Tuesday, 12 May 2020

Aramco well placed for timid oil recovery

Aramco well placed for timid oil recovery

Saudi Aramco is the investment of choice for those who think the oil market is a glass half full. True, U.S. crude futures temporarily turned negative last month, and even after something of a recovery Brent still trades at just $30 a barrel. Even so, the Saudi Arabian oil giant’s first-quarter results suggest at least some players are well prepared.

Chief Executive Amin Nasser is caught in a storm, but he’s at least in a big boat. While Aramco’s earnings dropped by one-quarter year-on-year in the three months ending March 31, the company at least has more cash than debt. If he needed to, Nasser could borrow the entirety of this year’s intended $75 billion dividend and still keep net debt below 20% of total capital, well below UK rival BP’s 36%.
Of course, Aramco’s free cash flow in the second quarter will be a lot lower than the first quarter’s $15 billion, because of falling prices.
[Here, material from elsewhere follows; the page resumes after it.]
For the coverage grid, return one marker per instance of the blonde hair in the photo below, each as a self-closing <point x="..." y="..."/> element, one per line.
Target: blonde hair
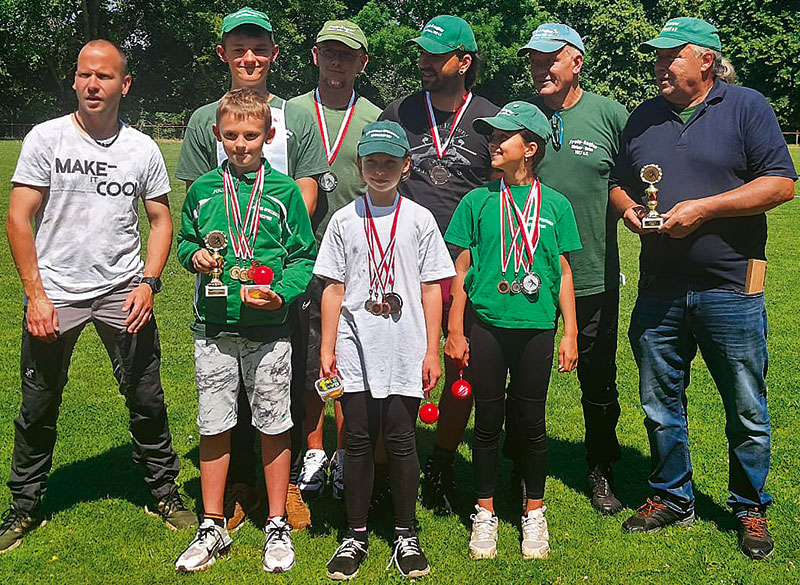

So will production: the 9.8 million barrels of daily output will fall in June to 7.5 million, after Saudi said it would voluntarily cut more than its original share of a 9.7 million barrels daily reduction by the Organization of the Petroleum Exporting Countries.
The market, though, now looks less dire than it did. Recently, with daily supply outstripping coronavirus-hit demand by 20 million barrels, oil producers faced a seemingly impossible balancing act. The doomsday scenario was that the glut persisted, storage filled up, and producers were forced to shut down their output – potentially sending many out of business.